Bob Weinstein and David Glasser, chief operating officer, are now running The Weinstein Co. But it remains to be seen not only if the company can continue without its prominent producer but also whether it can weather questions of culpability in its former co-chairman's behavior. In reaction to Thursday's report, many in Hollywood called Weinstein's behavior “an open secret.” The settlement funds paid out also may have come from The Weinstein Co.
Many in the movie industry vented their disgust with the allegations against Weinstein in recent days, including Lena Dunham and Brie Larson. For them, the allegations against Weinstein not only compare to those against Bill Cosby and Roger Ailes, but reflect Hollywood's deep-rooted gender inequality. Imbalances in pay between actors and actresses and the continued paucity of women directors behind the camera for the biggest productions have been ongoing issues in Hollywood.

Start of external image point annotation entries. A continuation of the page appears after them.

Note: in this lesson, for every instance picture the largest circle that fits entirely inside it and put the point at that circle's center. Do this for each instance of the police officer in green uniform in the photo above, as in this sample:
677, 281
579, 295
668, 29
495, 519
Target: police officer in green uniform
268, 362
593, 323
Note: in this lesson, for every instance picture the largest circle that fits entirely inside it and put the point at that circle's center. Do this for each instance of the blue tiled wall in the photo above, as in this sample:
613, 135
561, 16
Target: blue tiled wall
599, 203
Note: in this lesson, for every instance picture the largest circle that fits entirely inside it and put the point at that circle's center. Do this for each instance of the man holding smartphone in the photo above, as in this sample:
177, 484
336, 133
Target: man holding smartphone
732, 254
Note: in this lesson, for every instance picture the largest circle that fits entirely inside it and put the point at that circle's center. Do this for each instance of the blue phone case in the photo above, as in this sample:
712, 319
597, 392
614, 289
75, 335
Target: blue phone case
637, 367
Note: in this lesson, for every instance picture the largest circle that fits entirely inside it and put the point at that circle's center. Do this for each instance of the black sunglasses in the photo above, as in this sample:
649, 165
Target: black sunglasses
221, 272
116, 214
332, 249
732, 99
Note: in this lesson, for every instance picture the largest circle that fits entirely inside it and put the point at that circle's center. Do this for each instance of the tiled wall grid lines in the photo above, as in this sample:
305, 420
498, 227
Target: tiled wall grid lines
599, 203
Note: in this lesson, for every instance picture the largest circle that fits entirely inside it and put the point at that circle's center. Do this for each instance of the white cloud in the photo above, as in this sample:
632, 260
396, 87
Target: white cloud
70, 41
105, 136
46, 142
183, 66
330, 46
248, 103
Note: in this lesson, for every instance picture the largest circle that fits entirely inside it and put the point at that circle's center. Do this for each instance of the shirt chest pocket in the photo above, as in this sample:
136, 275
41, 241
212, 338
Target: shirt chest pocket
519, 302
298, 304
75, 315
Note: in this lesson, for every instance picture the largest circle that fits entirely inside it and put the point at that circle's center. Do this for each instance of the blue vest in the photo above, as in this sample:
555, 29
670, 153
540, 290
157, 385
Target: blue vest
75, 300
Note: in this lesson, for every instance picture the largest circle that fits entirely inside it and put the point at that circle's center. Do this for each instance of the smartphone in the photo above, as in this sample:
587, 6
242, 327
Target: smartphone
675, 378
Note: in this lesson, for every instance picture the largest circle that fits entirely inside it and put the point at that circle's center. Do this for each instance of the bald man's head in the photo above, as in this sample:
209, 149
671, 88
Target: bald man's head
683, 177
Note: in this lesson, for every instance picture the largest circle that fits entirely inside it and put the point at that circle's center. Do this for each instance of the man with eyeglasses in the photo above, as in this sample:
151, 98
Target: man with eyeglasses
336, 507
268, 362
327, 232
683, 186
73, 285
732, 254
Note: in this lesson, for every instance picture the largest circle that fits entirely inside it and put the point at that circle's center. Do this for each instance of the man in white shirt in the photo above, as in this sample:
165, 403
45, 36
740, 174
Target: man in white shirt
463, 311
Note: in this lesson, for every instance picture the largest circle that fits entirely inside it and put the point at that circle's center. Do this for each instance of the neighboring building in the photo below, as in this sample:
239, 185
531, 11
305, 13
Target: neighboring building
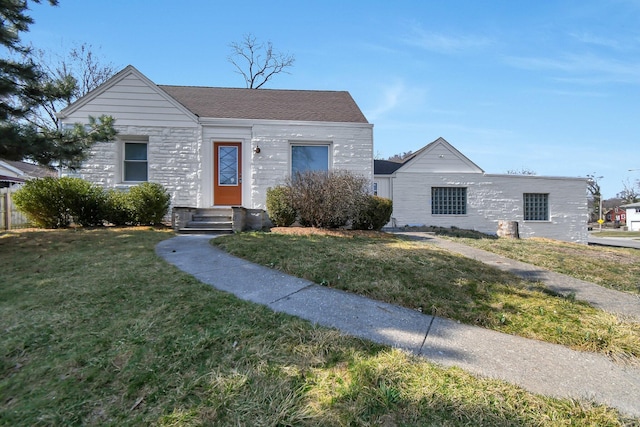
633, 216
15, 173
617, 215
439, 186
220, 147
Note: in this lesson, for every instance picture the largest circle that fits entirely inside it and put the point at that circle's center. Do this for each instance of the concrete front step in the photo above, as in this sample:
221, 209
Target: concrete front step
208, 230
209, 221
205, 224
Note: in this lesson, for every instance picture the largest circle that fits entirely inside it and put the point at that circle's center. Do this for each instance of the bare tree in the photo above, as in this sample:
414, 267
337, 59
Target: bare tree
629, 194
257, 62
65, 79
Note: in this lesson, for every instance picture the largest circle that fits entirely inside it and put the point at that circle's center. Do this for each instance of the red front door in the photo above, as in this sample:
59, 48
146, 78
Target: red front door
227, 186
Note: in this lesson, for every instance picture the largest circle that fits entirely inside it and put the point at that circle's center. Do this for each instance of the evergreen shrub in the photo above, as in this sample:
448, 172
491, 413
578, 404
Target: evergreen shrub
376, 212
280, 206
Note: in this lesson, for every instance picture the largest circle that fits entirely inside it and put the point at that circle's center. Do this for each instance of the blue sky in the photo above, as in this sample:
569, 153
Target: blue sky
549, 86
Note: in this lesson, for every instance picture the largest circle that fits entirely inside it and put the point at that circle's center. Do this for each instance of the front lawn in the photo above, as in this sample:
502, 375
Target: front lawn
97, 330
615, 268
432, 280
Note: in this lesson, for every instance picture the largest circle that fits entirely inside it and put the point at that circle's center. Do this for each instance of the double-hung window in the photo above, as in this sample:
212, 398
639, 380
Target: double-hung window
536, 207
135, 161
448, 200
308, 157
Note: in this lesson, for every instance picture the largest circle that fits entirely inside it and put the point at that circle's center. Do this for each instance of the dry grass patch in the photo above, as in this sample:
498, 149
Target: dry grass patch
615, 268
97, 330
432, 280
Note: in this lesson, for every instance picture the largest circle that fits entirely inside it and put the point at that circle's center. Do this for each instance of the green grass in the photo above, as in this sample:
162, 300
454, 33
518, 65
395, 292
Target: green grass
615, 268
626, 234
433, 280
97, 330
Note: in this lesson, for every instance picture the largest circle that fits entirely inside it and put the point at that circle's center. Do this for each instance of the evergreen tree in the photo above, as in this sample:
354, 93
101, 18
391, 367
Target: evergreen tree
23, 88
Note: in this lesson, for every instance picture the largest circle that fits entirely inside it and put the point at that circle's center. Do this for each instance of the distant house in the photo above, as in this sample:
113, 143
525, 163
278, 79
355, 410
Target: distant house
220, 147
15, 173
439, 186
633, 216
616, 214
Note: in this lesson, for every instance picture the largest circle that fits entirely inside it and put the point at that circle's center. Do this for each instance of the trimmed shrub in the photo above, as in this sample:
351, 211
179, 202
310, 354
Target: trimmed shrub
118, 208
86, 202
150, 203
42, 201
56, 202
280, 206
327, 200
375, 213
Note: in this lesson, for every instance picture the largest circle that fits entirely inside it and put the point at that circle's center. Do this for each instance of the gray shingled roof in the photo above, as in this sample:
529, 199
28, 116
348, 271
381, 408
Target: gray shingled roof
268, 104
385, 167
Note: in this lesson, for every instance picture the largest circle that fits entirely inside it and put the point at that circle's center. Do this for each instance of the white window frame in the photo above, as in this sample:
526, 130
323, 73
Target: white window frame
326, 145
535, 207
449, 203
144, 142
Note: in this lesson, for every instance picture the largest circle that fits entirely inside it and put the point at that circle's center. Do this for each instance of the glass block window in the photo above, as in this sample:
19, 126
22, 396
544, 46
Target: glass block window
448, 200
536, 207
135, 161
309, 158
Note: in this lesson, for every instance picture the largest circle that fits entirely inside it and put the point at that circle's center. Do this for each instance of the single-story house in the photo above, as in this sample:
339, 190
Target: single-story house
439, 186
633, 216
15, 173
220, 147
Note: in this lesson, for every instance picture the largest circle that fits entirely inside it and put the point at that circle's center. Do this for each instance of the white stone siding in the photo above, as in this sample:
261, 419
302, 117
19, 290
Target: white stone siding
173, 156
133, 102
384, 189
491, 198
351, 148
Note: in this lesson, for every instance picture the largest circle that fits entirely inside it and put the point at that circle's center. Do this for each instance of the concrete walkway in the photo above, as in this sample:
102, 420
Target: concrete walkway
620, 242
539, 367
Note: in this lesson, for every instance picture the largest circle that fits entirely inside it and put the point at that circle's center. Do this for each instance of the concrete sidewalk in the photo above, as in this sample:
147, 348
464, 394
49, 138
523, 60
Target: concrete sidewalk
624, 304
539, 367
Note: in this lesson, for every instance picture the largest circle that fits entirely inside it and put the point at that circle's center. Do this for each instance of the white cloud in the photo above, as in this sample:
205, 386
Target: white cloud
392, 97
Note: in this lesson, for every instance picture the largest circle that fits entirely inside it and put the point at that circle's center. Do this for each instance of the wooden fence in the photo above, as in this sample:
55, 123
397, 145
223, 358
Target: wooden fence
10, 217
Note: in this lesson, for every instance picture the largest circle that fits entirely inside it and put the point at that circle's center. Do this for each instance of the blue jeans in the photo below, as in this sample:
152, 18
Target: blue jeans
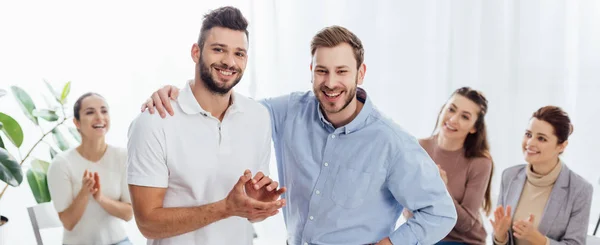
450, 243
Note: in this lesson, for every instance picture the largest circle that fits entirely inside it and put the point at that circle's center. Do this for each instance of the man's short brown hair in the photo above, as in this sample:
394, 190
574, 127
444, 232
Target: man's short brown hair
335, 35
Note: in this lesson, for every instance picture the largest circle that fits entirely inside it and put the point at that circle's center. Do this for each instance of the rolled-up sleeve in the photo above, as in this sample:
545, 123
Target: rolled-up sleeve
415, 182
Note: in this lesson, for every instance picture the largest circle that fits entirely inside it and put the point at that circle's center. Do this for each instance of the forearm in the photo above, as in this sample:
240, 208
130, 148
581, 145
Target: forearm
71, 216
115, 208
465, 218
168, 222
424, 228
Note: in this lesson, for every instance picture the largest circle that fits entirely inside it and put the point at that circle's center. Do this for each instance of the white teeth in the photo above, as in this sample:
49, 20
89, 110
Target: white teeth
226, 73
449, 127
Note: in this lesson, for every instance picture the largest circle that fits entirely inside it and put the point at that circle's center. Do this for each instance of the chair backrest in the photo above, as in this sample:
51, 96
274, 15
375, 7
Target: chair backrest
592, 240
43, 216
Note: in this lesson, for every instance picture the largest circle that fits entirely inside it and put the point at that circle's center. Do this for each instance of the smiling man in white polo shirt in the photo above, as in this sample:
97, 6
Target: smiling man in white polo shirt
190, 176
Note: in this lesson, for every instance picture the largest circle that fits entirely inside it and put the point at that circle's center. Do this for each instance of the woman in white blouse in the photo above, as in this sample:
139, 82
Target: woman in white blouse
88, 184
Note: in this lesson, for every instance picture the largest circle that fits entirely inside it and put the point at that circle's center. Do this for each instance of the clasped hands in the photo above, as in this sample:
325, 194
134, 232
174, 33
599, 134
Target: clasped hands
255, 198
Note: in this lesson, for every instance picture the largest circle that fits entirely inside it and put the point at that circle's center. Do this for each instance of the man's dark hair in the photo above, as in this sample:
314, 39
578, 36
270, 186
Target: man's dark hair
226, 17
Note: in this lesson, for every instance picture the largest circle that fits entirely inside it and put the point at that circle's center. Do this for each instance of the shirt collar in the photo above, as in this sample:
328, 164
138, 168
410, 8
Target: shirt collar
190, 105
358, 121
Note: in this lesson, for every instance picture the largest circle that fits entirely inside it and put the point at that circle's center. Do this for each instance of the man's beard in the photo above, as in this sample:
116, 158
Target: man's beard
210, 82
350, 94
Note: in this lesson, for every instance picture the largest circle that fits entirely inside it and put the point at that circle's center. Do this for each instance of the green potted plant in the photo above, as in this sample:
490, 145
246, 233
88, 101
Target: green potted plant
50, 121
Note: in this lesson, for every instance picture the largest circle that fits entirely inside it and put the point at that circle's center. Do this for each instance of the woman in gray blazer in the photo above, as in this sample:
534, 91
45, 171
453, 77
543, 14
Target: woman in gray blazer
546, 202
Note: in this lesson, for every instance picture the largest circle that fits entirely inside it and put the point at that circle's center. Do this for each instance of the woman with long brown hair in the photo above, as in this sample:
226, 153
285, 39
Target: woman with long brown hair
460, 148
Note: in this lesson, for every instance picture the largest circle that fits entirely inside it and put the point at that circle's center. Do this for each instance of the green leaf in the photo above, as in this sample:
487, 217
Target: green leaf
12, 129
38, 182
60, 140
75, 134
45, 114
25, 103
40, 165
52, 91
10, 170
53, 153
65, 93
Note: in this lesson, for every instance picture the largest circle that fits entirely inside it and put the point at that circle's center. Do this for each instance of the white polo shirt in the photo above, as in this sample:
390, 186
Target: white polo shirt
199, 159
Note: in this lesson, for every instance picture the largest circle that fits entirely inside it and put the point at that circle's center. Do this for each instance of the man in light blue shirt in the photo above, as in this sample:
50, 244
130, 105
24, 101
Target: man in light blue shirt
349, 170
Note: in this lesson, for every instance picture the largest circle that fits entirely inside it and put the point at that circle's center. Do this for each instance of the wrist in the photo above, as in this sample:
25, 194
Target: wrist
541, 239
222, 209
501, 238
100, 199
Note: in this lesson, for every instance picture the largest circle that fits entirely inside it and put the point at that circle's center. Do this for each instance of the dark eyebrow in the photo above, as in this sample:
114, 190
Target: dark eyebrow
92, 108
225, 46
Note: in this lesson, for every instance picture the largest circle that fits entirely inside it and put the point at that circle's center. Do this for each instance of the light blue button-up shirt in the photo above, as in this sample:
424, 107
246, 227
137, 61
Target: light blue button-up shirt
349, 185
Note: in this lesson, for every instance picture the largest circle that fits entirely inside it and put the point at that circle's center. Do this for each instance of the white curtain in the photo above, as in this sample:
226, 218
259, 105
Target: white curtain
521, 54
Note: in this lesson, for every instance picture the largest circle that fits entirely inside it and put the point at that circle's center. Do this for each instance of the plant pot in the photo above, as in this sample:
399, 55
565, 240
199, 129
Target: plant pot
3, 223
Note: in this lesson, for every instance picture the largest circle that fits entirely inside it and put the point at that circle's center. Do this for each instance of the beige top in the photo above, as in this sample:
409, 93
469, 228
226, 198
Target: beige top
467, 181
534, 197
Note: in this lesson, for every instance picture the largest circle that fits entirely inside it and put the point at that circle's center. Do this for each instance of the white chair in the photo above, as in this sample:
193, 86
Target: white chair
43, 216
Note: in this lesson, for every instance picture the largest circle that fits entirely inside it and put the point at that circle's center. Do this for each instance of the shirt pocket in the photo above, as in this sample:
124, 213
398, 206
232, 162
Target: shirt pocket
350, 187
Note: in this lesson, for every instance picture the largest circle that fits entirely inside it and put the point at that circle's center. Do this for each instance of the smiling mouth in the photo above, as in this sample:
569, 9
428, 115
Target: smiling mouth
225, 72
332, 95
450, 127
528, 151
96, 126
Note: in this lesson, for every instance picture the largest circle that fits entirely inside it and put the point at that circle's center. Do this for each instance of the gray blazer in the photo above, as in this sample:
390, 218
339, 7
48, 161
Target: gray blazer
566, 217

Still most of the A-listers who Weinstein led to Academy Awards nominations have been largely silent since Thursday's report. On Sunday night, others celebrated Weinstein's exit.
“If even 1/10th of the stories about Harvey Weinstein are true (and I believe they are), then good riddance,” said “Guardians of the Galaxy” director James Gunn, who added an expletive. “The enabling needs to end.”